At his trial, Brown argued that his deeds were justified because they were based on Christian principles and his goal was to end slavery. He said that his plan was simply to free a few enslaved people and shed no blood. That statement was entirely different from what he had boasted when he was captured—that his intention was to spark a widespread slave insurrection. A few days after the speech, Brown changed his story—he argued that he had been confused in court and that he had hoped the raid would start a rebellion. The important point is that the courtroom speech—which denies the endorsement of violence—was read throughout the North, in newspapers and in pamphlets. It caused many there to reassess Brown and side with him. The speech, however, had no bearing on the outcome of the trial: Brown was sentenced to hang on December 2.
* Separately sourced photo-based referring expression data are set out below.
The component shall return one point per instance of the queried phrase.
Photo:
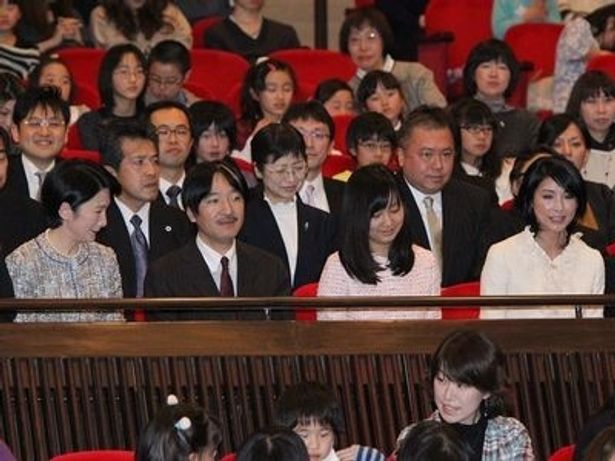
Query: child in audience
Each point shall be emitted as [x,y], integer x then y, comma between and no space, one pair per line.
[179,432]
[311,410]
[336,95]
[267,91]
[381,92]
[592,102]
[52,71]
[467,373]
[121,84]
[370,139]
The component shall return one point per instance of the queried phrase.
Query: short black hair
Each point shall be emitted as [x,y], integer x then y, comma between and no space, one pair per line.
[200,178]
[74,182]
[367,127]
[275,141]
[170,52]
[486,51]
[369,84]
[471,358]
[207,113]
[565,174]
[310,110]
[369,190]
[308,402]
[47,97]
[118,130]
[366,17]
[110,61]
[273,444]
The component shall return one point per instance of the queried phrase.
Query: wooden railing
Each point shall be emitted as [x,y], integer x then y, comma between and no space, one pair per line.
[65,387]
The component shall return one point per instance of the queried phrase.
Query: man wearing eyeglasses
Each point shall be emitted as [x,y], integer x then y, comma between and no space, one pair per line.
[174,129]
[40,120]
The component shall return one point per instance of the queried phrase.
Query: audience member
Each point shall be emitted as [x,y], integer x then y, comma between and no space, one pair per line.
[376,256]
[370,138]
[143,23]
[311,410]
[467,372]
[337,97]
[173,126]
[490,75]
[475,161]
[432,440]
[121,84]
[276,220]
[178,432]
[65,261]
[267,92]
[139,228]
[318,130]
[546,257]
[215,263]
[52,71]
[366,36]
[446,215]
[581,39]
[168,66]
[40,120]
[592,103]
[248,33]
[381,92]
[507,13]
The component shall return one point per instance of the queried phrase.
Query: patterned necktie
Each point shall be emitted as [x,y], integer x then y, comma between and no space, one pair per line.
[173,194]
[226,284]
[435,229]
[139,249]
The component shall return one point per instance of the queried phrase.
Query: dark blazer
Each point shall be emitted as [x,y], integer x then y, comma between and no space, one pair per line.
[316,237]
[465,220]
[169,229]
[259,274]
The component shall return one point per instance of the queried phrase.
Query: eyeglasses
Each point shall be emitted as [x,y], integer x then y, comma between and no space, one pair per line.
[38,123]
[181,131]
[477,129]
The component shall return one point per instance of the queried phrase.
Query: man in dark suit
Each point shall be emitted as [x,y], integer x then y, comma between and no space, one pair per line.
[139,229]
[446,215]
[215,263]
[277,220]
[40,127]
[318,130]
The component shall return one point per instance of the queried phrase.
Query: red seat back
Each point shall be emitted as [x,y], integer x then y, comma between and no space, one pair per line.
[459,290]
[314,66]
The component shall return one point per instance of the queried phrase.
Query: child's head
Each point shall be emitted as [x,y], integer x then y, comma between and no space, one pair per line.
[122,76]
[280,161]
[267,91]
[592,101]
[214,129]
[311,410]
[336,95]
[381,92]
[371,139]
[52,71]
[179,432]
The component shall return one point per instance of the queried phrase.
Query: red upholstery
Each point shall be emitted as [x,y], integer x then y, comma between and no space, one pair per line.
[314,66]
[461,289]
[605,63]
[305,291]
[563,454]
[218,71]
[96,455]
[83,63]
[541,52]
[199,28]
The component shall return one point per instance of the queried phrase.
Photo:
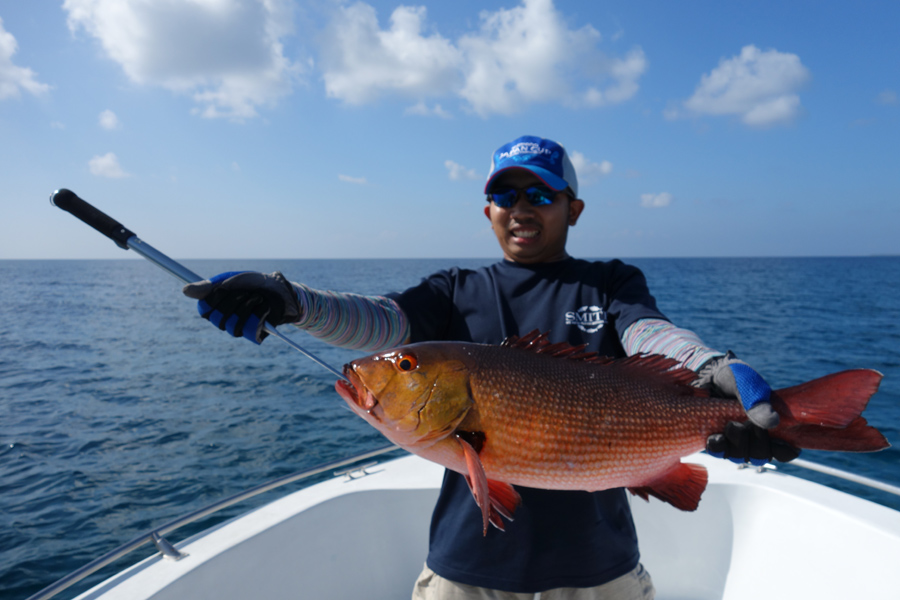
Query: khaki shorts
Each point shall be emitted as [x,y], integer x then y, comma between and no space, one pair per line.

In the following weeks John Brown wrote emotional, persuasive letters from jail that defended the antislavery movement and carefully omitted any mention of the widespread human slaughter that would have accompanied his planned slave revolt. The letters, combined with his courtroom testimony, caused northerners and southerners to reassess their original impressions. Brown could no longer be dismissed as a mere madman who had launched an impossible crusade. When John Brown was hanged, he became a martyr for the abolitionist movement.